The church of the subgenius

After the phoney war everyone who knew anything knew there was now now hope of a good answer to brexit, and that things were therefore going to get much worse in the UK. This really left two-and-a-half sorts of people interested in running the country:

  • people who were too stupid to understand this;
  • people who did not care;
  • and perhaps a foolish few who still sought to minimise the damage3.

What we got was Boris Johnson: the worst of all possible worlds. Johnson certainly does not care about the consequences of brexit for the UK as there is only one thing Johnson cares about: Johnson. He is often portrayed as brilliant but indolent: he is certainly indolent but he’s very far from brilliant. in 2016 he was too stupid to realise that the poisoned chalice of brexit would poison him as well; in 2020 he was too stupid to understand that a pandemic whose doubling time was three days required action to be taken extremely quickly, and too stupid to realise that, since phone cameras exist, holding drunken parties during lockdowns was not going to end well for him.

But he was not just stupid: he was a narcissist who regarded himself as a very god amongst men. He was not about to put up with dissent, or people who might cause him to suspect, however dimly, that they might be smarter than him as, for Johnson, there could be nobody smarter than Johnson. So talent was systematically driven away from his cabinet and from the parliamentary party: with Johnson in charge, what was rewarded was only bovine obedience.

And so a generation of competent people were driven out of government.

An infestation of idiots

After Johnson finally collapsed under the weight of his own arrogance and stupidity who then was left to take his place? The tory party has long been known as the stupid party4: after successive episodes of defenestrations of anyone who expressed independent ideas, that statement was now true. Only stupid people remained.

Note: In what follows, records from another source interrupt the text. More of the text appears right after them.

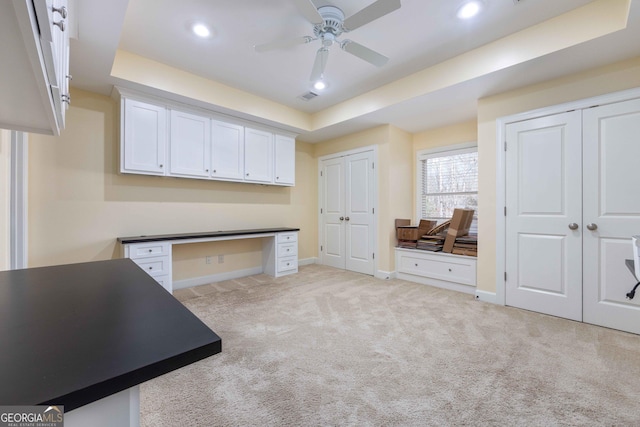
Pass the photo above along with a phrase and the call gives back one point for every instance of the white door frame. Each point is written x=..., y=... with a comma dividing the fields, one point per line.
x=373, y=148
x=501, y=125
x=18, y=219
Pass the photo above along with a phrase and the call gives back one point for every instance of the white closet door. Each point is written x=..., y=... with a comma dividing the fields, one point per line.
x=359, y=212
x=544, y=215
x=333, y=212
x=612, y=204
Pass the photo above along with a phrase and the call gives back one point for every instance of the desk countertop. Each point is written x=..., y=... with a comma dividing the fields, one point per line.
x=74, y=334
x=203, y=235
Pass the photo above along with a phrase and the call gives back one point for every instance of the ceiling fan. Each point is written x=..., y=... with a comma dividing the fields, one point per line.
x=329, y=23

In particular I think the notion that the tories are somehow conspiring with some unspecified group of financiers to enrich themselves (the fourth possible reason for there being no plan for brexit above) is really pretty implausible. You only have to look at them: these people are idiots suffering from Dunning-Kruger syndrome, not evil geniuses.

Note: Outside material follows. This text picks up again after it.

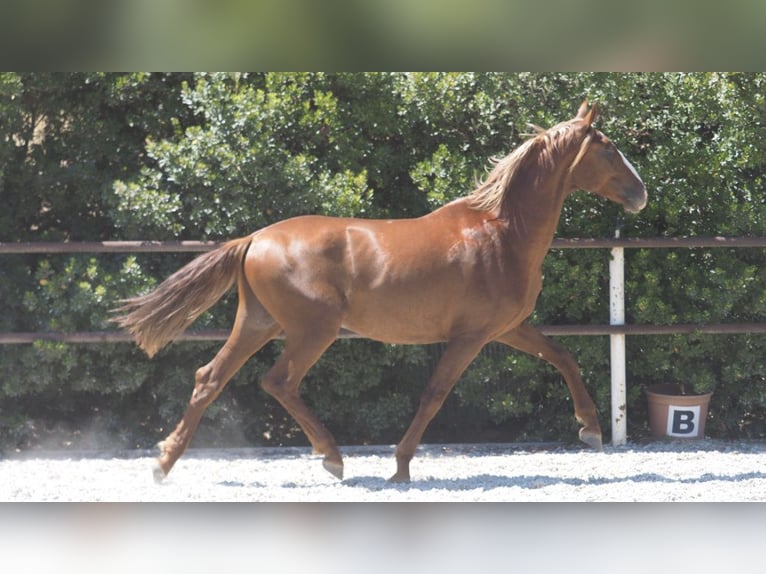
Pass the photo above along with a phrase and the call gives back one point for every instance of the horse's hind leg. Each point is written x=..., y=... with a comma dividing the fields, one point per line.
x=283, y=380
x=246, y=339
x=457, y=356
x=528, y=339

It is possible, of course, that, while they are idiots, they are somebody’s useful idiots. But they are still idiots. Dark forces may perhaps be conspiring to get rich from the destruction of the UK, but if they are doing so they are not doing so with the knowledge of the halfwit clowns in the tory party who are, in fact, just what they appear to be.

In any case, the selection of someone to replace Johnson could only be made from the group of people who had not either left or been driven out by Johnson: from last remaining dregs of the tory party. A choice to be made from the dim, by the dim. And thus we have a competition between Liz Truss and Rishi Sunak.

We wait. We are bored. No, don’t protest, we are bored to death, there’s no denying it. Good. A diversion comes along and what do we do? We let it go to waste. Come, let’s get to work. In an instant all will vanish and we’ll be alone once more, in the midst of nothingness.


Addendum: Liz Truss

When I wrote the above it was clear Truss would win, although she had not yet won. But I had no real idea what a spectacular catastrophe she would be: obviously I knew that she’s very stupid, but I don’t think I had any real appreciation just how stupid she would turn out to be.

I don’t know, now, what the best hope for the UK is: that she remain in power and lead the tories to a landslide defeat, or that she is evicted promptly and we have someone — anyone, almost — who will do less damage in the next couple of years.

The future for the UK really isn’t bright, is it?


  1. If not impossible: it’s very hard to see what could have been done about the Northern Ireland / Eire problem without serious damage to the Good Friday agreement

  2. I’d really like to move to a flat in London but I have too much stuff and too many entanglements and getting from here to there is just absurdly hard. So, however much I might want to move, I understand that it’s not really possible. 

  3. Rory Stewart, perhaps. 

  4. A quote attributed to John Stuart Mill.